We just posted a paper to bioRxiv looking at the dynamics of cross-species transmission of SIVs (HIV's close relatives that infect other species of primates). This was my Epidemiology MS thesis project here in the Bedford lab, and was my first computational project.

SIVs infect over 45 different species of primates, and HIV emerged as a human pathogen through at least 12 independent transmissions of SIVs from chimpanzees, gorillas, and sooty mangabeys to humans. Individual occurences of SIVs switching hosts have been sporadically documented, but we still had no idea how regularly SIVs switch hosts -- i.e., we had no idea whether or not the transmissions that sparked the HIV pandemic were unusual occurences.

Many of these viruses have been sequenced in recent years. While we weren't able to study them all, we were able to get enough sequence data (shout out to the fantastic Los Alamos National Labs database) to study the history of SIV cross-species transmission (CST) among 24 different primates.

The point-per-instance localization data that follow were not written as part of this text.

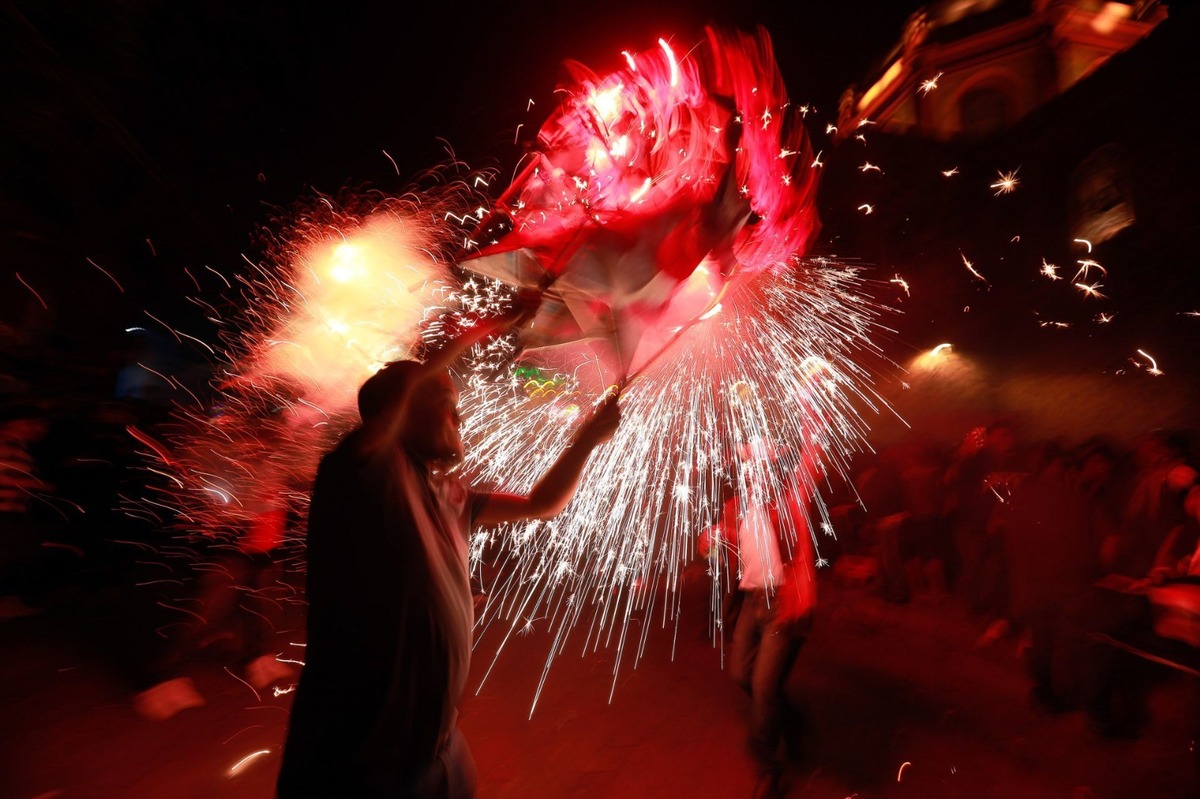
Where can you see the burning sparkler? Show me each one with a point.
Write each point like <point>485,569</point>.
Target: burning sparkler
<point>665,214</point>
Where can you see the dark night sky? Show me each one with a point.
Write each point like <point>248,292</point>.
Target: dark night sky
<point>150,136</point>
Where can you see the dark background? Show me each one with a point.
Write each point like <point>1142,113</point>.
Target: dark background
<point>159,138</point>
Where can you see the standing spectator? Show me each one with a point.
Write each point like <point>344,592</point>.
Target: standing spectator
<point>1050,568</point>
<point>234,599</point>
<point>390,607</point>
<point>981,484</point>
<point>778,586</point>
<point>21,559</point>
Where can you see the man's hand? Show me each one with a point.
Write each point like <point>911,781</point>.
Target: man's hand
<point>525,308</point>
<point>604,421</point>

We used this data to assess how frequently viruses from different lineages recombine (part of one genome and part of another genome getting "pasted together"), and to look at how often they've switched hosts over evolutionary time. Our phylogenetic analysis found that SIV evolution has been shaped by at least 13 instances of interlineage recombination, and identified 14 novel, ancient CST events. We found that on average, each linaege of SIV switches hosts about once every 6.25 substitutions per site (these are funny units because SIVs are millions of years old, but they essentially mean the amount of evolutionary time required to see 6.25 substitutions in each site of the genome). We also observed more CST events between closely related primates, and find that viruses and hosts have extensively coevolved (and likely cospeciated). Taken together, our results show that SIV biology has been extensively shaped by CST, but it's still a rare phenomenon over evolutionary time.